The most commonly reported sexually transmitted disease in the United States is genital infection with Chlamydia trachomatis. Women not treated for this infection experience severe consequences, including pelvic inflammatory disease, ectopic pregnancy, chronic pelvic pain, and tubal infertility. Screening for C. trachomatis is the optimal way to diagnose this frequently asymptomatic infection. Multiple techniques using urine, cervical, or vaginal sampling are available for screening. The Centers for Disease Control and Prevention (CDC) recommends follow-up for women testing positive for C. trachomatis. Hu and associates used a computer-based mathematical model to simulate a representative group of sexually active women to analyze the cost-effectiveness of a variety of strategies for chlamydia screening.

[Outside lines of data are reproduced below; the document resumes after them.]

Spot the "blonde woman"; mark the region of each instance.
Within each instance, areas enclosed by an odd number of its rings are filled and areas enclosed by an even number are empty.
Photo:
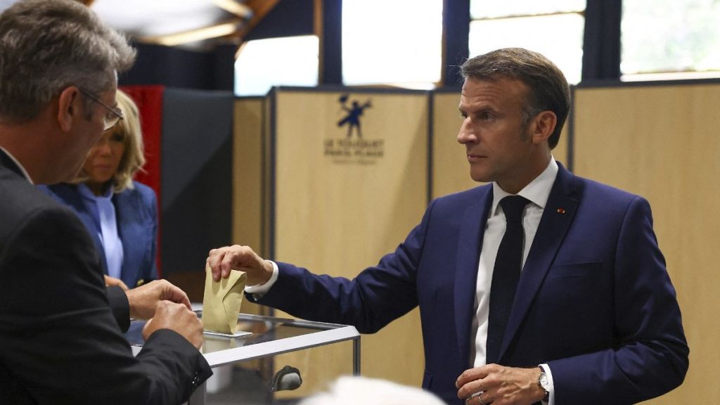
[[[122,118],[90,149],[75,180],[39,187],[80,217],[106,284],[127,290],[158,277],[158,214],[155,192],[132,180],[145,164],[138,107],[120,90],[116,98]]]

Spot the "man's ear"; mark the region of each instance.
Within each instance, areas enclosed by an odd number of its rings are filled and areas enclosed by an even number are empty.
[[[533,118],[530,135],[534,143],[546,141],[557,125],[557,116],[550,110],[541,111]]]
[[[66,88],[58,100],[58,124],[60,129],[68,132],[72,128],[75,120],[83,114],[80,90],[74,86]]]

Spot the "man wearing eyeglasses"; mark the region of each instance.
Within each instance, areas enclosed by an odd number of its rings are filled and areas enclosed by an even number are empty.
[[[0,404],[181,404],[212,374],[187,295],[106,290],[83,224],[32,185],[72,179],[122,118],[117,72],[134,58],[72,0],[0,14]],[[131,316],[150,319],[137,357]]]

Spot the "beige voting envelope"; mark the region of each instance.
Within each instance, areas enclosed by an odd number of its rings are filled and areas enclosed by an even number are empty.
[[[202,326],[206,331],[228,335],[235,334],[246,278],[245,272],[230,270],[228,278],[213,281],[210,267],[205,267]]]

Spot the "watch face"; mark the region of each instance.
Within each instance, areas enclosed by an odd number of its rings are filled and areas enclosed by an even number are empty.
[[[542,374],[540,375],[540,386],[543,388],[543,389],[547,391],[549,385],[549,384],[548,383],[547,381],[547,375],[545,374],[545,373],[543,373]]]

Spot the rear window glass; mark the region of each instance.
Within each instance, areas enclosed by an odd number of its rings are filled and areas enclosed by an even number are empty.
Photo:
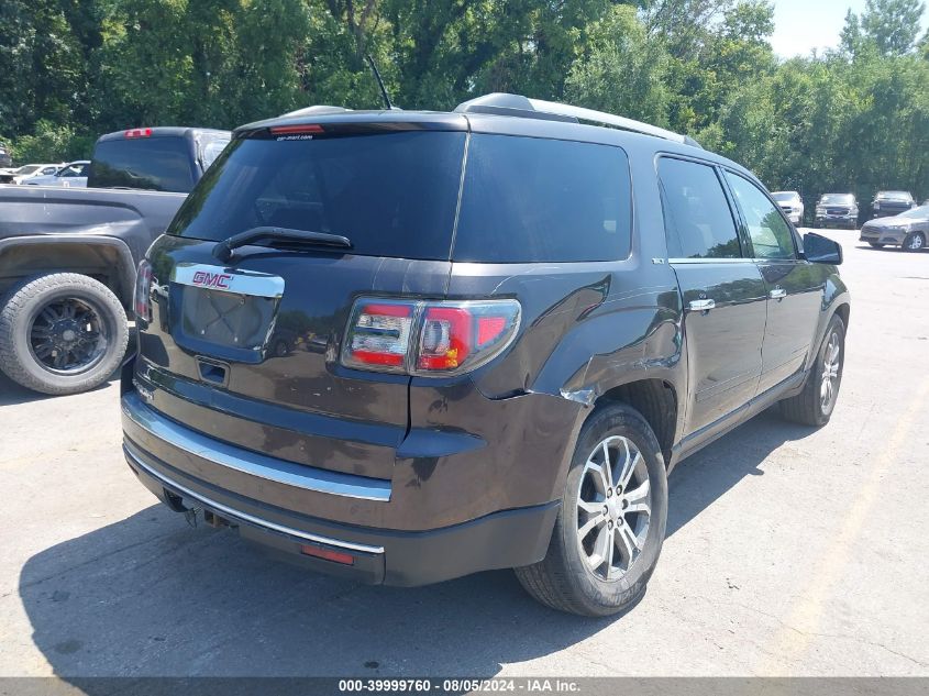
[[[619,147],[475,134],[453,258],[528,263],[626,258],[629,163]]]
[[[347,236],[355,254],[447,261],[464,142],[436,131],[236,140],[168,233],[220,241],[278,227]]]
[[[739,233],[710,166],[663,157],[659,163],[667,255],[671,258],[739,258]]]
[[[108,140],[93,151],[90,186],[186,194],[193,188],[191,154],[183,137]]]

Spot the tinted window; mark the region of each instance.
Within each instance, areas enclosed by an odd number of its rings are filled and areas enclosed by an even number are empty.
[[[220,156],[220,153],[226,145],[229,145],[228,140],[211,140],[203,145],[203,169],[217,161],[217,157]]]
[[[731,172],[726,173],[726,179],[749,227],[755,257],[794,258],[794,233],[776,206],[748,179]]]
[[[190,158],[183,137],[108,140],[93,151],[88,184],[187,192],[193,187]]]
[[[663,158],[659,177],[671,258],[738,258],[742,255],[729,201],[712,167]]]
[[[475,134],[453,257],[488,263],[629,256],[631,185],[610,145]]]
[[[58,172],[58,176],[86,176],[86,164],[69,164]]]
[[[914,220],[929,219],[929,205],[920,206],[919,208],[910,208],[906,212],[902,212],[898,218],[913,218]]]
[[[255,227],[347,236],[352,253],[447,259],[464,133],[234,141],[168,230],[223,240]]]

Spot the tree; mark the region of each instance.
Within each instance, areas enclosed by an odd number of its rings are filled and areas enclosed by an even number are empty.
[[[574,103],[664,124],[668,56],[651,42],[630,7],[616,7],[588,27],[588,41],[565,84]]]
[[[919,0],[867,0],[861,31],[883,55],[913,51],[926,4]]]

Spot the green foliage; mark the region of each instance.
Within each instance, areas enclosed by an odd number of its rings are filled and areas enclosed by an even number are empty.
[[[616,7],[589,27],[585,51],[565,84],[567,98],[588,108],[664,125],[670,58],[649,41],[635,10]]]
[[[926,4],[919,0],[867,0],[862,33],[884,55],[903,55],[916,45]]]
[[[10,142],[13,161],[18,164],[87,159],[92,148],[92,137],[75,133],[69,125],[57,125],[51,121],[38,121],[35,134],[21,135]]]
[[[450,109],[489,91],[694,135],[808,203],[929,196],[920,0],[869,0],[834,52],[778,62],[765,0],[4,0],[0,131],[18,162],[136,125],[233,128],[301,106]]]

The strategies the authors evaluated included: (1) no screening; (2) annual screening for all women; (3) annual screening for all women followed by one repeat test within three to six months after a positive test result; and (4) annual screening for all women except those with a history of at least one infection, who are rescreened every six months. Potential immediate adverse events and long-term outcomes were calculated. Annual incidence of infection assumptions varied depending on the range of ages included.
The results demonstrated that without screening the lifetime cost per woman of the disease is $340; the additional lifetime cost of screening ranged from $48 to $107, depending on the screening program used. Based on quality adjusted life-year costs, the most cost-effective strategy is to annually screen all sexually active women 15 to 29 years of age and to rescreen those with infection every six months. These estimates are based on assumptions about current infection rates, costs of screening, and the cost of treating pelvic inflammatory disease.
The authors conclude that this calculation and other clinical trials support extending the upper age for screening by the CDC from 25 to 29 years. Data are not available to evaluate the utility and cost-benefit of screening women older than 30 years.
editor’s note: In an editorial1 in the same journal, Stamm notes the costs and serious consequences that can result from chlamydia infections. Stamm supports screening, but notes that actual practice falls far short of recommended practice. He also recommends better funding and further education of physicians in the private sector. In addition to the groups suggested for screening by the Hu article, Stamm recommends screening of male adolescents with urine-based nucleic acid amplification test assays to uncover an important reservoir of infection. Testing technology that provides immediate results also would facilitate immediate diagnosis and treatment, but it is not available. At present, implementing current guidelines is a clear imperative.—r.s.